Like a Fading Shadow

In Like a Fading Shadow, Antonio Muñoz Molina creates a fictionalized version of himself, shading the line between reality and imagination in alternating threads. In 1987, a young Muñoz Molina visits Lisbon to complete a novel about James Earl Ray who, in 1968, escaped there after assassinating Martin Luther King, Jr. Muñoz Molina feels ill equipped for the writing task, and chafes at his mundane life, to which he attributes his writing block. He hopes that this trip will allow him to write more passionately. "I did not go to Lisbon to find the settings for a plot that was already in my head. I needed to find the drama there."

Muñoz Molina imagines Ray's thoughts and actions with precision. In Lisbon, he awaits a visa to Angola where he believes he will be welcomed as a hero for what he has done. Yet his existential dread is all too real. "Sometimes, in moments of extreme isolation, fatigue and insomnia, he feared being dead, a ghost, and not knowing about it." Evading capture further magnifies this fearsome perception of not existing.

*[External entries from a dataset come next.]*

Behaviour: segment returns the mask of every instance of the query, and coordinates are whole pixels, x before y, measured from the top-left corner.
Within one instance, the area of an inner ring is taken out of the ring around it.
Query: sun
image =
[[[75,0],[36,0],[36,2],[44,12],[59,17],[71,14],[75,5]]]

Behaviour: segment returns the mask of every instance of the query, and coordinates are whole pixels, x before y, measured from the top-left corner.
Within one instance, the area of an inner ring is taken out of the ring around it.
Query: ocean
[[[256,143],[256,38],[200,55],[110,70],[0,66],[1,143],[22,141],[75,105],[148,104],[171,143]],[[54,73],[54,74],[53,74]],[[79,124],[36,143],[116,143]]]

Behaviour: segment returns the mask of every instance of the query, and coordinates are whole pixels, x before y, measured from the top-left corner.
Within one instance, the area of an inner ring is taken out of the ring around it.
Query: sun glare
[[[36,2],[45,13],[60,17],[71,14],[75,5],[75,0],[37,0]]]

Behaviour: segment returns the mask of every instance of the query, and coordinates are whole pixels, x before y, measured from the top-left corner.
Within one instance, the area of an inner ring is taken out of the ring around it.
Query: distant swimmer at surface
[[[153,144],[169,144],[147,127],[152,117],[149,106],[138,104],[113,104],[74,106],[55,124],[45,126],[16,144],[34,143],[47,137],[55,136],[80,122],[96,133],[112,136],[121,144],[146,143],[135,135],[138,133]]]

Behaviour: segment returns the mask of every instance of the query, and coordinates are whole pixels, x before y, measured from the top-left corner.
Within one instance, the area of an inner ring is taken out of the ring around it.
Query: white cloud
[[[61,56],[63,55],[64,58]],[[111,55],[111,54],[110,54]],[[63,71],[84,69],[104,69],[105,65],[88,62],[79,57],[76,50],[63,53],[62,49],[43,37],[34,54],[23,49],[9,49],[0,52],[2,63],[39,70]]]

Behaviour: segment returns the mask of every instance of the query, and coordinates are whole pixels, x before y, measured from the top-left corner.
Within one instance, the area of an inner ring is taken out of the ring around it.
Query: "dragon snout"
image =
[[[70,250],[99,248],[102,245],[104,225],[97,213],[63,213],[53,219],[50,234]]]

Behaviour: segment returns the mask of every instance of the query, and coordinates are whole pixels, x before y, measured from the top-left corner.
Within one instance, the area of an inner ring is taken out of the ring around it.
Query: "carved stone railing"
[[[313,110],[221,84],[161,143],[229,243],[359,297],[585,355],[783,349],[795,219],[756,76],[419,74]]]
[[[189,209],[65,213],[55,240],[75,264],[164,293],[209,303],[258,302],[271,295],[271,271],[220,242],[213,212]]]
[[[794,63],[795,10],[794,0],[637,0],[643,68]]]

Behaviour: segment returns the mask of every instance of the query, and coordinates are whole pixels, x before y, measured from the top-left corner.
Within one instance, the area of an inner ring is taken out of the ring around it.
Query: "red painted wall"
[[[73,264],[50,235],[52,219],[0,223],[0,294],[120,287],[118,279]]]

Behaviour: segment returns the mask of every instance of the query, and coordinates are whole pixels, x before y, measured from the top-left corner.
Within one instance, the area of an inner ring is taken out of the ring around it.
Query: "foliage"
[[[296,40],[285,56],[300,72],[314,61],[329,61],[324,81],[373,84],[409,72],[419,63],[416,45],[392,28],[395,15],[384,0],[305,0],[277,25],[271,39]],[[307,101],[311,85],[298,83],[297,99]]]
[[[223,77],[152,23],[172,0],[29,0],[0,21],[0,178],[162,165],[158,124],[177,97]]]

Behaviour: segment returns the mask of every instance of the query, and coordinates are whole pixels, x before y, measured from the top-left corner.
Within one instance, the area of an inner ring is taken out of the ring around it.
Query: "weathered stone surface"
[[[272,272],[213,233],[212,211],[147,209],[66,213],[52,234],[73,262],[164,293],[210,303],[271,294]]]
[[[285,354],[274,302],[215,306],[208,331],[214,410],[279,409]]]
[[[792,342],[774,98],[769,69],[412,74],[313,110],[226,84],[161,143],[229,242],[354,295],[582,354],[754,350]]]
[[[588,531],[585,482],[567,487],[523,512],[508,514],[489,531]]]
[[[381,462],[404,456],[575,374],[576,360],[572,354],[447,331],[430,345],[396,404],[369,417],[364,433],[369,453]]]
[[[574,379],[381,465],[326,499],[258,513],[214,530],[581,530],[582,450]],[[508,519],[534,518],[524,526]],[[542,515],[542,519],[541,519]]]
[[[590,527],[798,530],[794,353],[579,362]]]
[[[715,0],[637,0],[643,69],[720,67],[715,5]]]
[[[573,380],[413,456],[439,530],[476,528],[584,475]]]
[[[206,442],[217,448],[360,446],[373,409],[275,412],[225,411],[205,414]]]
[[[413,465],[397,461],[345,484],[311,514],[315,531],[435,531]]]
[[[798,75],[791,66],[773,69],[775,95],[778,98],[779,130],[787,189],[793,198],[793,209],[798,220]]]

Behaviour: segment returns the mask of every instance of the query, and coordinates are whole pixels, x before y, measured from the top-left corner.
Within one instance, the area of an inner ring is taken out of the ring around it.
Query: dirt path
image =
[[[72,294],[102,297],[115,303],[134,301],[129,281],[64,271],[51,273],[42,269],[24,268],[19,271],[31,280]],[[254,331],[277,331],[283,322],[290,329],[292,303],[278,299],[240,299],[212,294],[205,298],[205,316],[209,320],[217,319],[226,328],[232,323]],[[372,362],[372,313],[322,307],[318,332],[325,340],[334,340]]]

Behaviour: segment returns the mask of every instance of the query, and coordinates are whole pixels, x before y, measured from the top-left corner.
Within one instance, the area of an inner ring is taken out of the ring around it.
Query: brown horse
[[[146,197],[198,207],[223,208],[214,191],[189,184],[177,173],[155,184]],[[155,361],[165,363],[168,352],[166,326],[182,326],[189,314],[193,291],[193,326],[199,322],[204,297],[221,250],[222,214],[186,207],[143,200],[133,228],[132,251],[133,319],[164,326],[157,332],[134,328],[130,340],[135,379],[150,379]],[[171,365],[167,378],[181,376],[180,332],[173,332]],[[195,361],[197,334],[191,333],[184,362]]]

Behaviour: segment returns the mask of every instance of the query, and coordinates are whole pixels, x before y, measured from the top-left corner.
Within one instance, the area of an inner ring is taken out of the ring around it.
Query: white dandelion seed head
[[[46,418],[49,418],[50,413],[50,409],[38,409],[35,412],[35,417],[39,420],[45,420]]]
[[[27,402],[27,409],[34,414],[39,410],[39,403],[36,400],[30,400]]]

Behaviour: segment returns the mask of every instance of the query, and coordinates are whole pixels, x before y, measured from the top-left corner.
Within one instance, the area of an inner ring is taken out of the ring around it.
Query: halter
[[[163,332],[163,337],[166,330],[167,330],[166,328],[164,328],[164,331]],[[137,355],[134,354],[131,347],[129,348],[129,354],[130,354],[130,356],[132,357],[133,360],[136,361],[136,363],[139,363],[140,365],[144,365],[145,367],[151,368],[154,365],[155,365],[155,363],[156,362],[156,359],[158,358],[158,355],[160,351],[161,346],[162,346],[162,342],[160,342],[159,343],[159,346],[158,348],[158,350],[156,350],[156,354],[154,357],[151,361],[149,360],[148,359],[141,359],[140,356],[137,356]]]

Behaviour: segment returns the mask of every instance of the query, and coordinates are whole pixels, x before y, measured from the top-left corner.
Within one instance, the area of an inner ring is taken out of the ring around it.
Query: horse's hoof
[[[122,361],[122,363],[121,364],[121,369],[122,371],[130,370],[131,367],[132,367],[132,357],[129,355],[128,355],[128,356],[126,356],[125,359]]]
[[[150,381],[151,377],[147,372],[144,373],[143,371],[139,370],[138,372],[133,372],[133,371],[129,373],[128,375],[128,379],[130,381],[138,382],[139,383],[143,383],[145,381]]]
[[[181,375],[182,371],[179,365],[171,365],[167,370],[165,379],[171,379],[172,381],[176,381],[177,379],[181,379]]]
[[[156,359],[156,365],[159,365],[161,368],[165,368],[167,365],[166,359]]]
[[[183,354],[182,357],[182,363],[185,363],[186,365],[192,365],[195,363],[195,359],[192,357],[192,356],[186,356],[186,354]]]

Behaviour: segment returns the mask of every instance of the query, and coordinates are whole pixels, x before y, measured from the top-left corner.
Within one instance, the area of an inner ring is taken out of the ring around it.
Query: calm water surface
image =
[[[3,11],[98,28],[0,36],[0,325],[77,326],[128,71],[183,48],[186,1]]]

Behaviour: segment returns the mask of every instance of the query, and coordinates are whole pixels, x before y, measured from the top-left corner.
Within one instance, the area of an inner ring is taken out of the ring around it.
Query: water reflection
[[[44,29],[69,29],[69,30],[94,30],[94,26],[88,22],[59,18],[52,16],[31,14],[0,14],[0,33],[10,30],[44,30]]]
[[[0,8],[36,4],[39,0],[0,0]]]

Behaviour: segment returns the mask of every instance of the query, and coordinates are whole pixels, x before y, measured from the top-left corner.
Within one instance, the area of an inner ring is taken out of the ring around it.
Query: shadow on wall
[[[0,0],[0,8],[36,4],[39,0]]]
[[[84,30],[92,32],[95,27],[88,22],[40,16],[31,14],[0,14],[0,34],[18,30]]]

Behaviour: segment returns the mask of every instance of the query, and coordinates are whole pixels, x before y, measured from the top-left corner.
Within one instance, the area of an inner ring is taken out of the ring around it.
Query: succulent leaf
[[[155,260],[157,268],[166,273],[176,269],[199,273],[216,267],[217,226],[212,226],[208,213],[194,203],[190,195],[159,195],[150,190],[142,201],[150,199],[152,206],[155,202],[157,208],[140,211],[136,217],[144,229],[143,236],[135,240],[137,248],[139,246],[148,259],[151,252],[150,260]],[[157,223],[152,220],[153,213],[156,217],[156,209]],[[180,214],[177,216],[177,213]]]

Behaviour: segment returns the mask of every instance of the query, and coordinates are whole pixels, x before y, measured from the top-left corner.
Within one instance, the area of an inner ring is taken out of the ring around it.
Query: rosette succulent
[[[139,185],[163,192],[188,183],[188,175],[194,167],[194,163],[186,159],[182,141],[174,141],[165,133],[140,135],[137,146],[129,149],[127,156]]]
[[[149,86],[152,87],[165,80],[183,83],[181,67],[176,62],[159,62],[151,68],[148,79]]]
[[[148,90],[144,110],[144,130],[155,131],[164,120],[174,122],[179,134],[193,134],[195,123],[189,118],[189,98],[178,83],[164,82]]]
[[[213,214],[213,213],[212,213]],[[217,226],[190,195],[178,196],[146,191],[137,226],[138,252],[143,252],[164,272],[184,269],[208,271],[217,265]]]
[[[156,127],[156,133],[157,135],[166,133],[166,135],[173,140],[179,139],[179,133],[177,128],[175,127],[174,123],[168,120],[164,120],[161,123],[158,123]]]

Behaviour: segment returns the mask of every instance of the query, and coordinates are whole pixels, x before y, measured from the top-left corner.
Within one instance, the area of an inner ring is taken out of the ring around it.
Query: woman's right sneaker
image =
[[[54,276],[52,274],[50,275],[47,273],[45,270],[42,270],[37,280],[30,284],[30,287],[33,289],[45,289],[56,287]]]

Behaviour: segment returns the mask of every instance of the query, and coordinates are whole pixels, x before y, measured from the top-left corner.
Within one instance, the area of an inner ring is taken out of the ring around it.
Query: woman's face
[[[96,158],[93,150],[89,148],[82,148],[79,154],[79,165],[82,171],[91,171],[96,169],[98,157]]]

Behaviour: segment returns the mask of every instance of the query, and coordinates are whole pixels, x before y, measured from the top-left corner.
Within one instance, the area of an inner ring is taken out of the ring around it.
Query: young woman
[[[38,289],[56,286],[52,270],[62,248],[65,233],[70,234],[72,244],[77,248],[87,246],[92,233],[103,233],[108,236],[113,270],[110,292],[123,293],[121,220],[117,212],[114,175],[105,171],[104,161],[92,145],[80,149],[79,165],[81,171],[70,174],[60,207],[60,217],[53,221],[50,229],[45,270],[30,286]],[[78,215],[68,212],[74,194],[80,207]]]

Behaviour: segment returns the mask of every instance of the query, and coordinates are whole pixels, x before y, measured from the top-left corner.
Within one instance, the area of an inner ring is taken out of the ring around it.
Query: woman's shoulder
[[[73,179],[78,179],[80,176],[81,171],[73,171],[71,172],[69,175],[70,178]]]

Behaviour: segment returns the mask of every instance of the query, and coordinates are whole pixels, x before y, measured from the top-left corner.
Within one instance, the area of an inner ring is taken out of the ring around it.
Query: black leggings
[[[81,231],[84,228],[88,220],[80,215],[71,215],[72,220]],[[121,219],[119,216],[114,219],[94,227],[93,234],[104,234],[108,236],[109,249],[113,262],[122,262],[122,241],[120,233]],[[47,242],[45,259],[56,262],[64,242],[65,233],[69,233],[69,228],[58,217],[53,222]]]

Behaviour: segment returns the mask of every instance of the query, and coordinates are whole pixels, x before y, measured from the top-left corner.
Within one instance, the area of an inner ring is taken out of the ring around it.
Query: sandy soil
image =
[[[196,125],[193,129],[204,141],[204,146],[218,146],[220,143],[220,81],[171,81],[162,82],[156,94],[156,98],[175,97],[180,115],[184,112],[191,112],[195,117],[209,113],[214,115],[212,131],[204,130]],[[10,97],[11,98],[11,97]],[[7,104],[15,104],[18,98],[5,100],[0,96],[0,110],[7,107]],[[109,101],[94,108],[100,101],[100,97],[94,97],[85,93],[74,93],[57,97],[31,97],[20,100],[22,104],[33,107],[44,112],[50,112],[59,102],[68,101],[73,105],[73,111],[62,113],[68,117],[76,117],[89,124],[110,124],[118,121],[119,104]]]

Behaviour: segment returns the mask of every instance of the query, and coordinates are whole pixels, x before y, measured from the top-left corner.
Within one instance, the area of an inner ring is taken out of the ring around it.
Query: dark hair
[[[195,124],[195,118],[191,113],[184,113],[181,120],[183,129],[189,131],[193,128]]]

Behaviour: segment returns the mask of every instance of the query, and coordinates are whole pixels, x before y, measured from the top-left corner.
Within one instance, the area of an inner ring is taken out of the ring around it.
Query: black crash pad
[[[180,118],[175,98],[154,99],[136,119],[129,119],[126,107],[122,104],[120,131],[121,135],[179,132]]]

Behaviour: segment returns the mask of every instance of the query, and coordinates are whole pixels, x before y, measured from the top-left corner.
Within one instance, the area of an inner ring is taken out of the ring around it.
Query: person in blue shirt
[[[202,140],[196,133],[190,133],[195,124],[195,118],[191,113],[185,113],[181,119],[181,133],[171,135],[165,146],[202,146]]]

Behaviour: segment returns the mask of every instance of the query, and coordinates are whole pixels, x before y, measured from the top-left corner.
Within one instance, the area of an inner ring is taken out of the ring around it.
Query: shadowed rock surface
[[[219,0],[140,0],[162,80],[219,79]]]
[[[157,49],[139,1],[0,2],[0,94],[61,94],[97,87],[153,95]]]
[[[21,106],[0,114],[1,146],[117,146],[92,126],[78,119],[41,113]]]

Muñoz Molina, visiting Lisbon 30 years later as a decorated writer, has replaced his tortured drive to create with a more mature outlook about art and inspiration. He writes, "Literature is built with things that exist and things that do not," and what is real and what is not becomes irrelevant in this masterly and hypnotizing novel. --Cindy Pauldine, bookseller, the river's end bookstore, Oswego, N.Y.